Exploring the data - Statistics

Dec 25, 2024 · 11 min read

Graphs are excellent for visual learners. However, sometimes you just need to “show the numbers.” Exploratory Data Analysis (EDA) using statistics offers a compact summary of your data, providing a clear narrative without requiring extensive coding. Thanks to many readily available packages, this process is both accessible and efficient.

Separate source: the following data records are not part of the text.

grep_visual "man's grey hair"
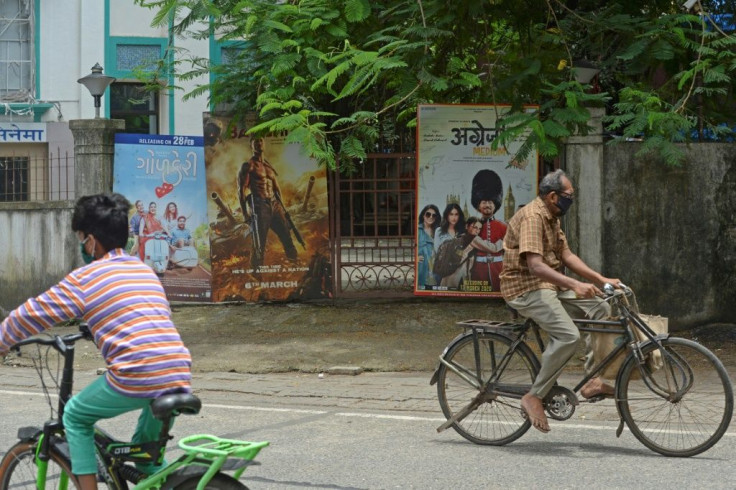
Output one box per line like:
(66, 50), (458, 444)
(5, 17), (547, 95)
(539, 168), (567, 196)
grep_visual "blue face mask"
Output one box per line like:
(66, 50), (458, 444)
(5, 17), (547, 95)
(557, 194), (573, 216)
(79, 236), (95, 264)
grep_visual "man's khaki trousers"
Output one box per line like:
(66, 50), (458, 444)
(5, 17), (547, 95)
(507, 289), (611, 398)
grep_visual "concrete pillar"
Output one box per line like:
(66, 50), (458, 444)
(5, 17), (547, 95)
(562, 108), (605, 275)
(69, 119), (125, 197)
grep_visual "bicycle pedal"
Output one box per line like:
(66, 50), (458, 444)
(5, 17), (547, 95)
(581, 395), (610, 403)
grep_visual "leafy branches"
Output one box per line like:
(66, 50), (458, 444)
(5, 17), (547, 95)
(135, 0), (736, 168)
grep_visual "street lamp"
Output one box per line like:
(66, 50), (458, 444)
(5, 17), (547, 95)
(77, 63), (115, 119)
(572, 59), (600, 85)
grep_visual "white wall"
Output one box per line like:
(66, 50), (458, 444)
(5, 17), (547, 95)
(38, 0), (209, 136)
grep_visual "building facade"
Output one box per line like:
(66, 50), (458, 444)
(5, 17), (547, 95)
(0, 0), (216, 202)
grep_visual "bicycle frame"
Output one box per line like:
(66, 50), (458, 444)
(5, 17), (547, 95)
(8, 324), (269, 490)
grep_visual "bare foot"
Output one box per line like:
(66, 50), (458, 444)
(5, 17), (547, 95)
(580, 378), (614, 398)
(521, 393), (549, 434)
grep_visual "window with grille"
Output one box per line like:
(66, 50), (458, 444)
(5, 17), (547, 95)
(0, 0), (33, 101)
(0, 157), (30, 202)
(110, 82), (159, 134)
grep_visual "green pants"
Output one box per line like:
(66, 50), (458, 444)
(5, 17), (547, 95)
(64, 376), (171, 475)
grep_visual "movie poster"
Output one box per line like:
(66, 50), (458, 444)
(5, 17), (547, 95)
(204, 114), (332, 302)
(113, 133), (212, 302)
(414, 105), (538, 296)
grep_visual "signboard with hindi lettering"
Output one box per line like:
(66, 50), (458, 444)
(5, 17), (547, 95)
(414, 104), (539, 297)
(0, 122), (46, 143)
(113, 133), (212, 302)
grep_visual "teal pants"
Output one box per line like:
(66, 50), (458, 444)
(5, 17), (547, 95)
(64, 376), (172, 475)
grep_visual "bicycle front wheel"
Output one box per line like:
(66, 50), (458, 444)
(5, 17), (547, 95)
(616, 337), (733, 457)
(0, 442), (79, 490)
(437, 332), (539, 446)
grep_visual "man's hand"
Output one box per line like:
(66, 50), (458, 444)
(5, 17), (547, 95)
(572, 281), (603, 299)
(601, 277), (621, 289)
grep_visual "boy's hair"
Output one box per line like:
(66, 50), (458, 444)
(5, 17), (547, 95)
(72, 193), (130, 252)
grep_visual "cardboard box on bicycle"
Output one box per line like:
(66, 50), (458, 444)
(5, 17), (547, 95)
(590, 313), (669, 380)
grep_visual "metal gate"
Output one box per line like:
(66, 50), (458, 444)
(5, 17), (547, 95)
(329, 153), (416, 297)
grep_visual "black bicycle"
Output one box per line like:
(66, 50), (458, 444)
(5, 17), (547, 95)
(430, 285), (733, 456)
(0, 323), (268, 490)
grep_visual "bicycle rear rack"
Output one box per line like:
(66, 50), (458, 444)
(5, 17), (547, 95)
(456, 319), (529, 333)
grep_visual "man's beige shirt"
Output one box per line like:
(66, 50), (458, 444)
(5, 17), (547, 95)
(500, 197), (569, 301)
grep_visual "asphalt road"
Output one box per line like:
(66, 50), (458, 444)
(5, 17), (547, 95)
(0, 366), (736, 490)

In this blog, we will dive into the basics of statistical EDA using Pandas. Along the way, we will revisit key statistical concepts that challenge assumptions about your data. The accompanying code can be found in the notebook blog_eda_2.ipynb.

1,000 ft view

What?

Statistical analysis summarizes your data by aggregating it into meaningful quantitative forms. However, one challenge, especially when applying statistics to cybersecurity data, is the need for numeric formats. Security-related data often includes categorical elements like protocols, IP addresses, or payloads, which are inherently textual. To analyze this data statistically, we must transform it into numerical representations that preserve its context. In this blog, we’ll explore some of these methods, with additional techniques covered in the “Feature Engineering” blog series.

Why?

Statistical EDA is a quick way to get an insight into your data and tells the story of the dataset when combined with graphical techniques. Statistical analysis can verify the conjectures that you made using graphs, lead you to new insights, or point out erroneous biases.

How?

Let’s recap the three parts of EDA that we are currently exploring. We are right in the middle!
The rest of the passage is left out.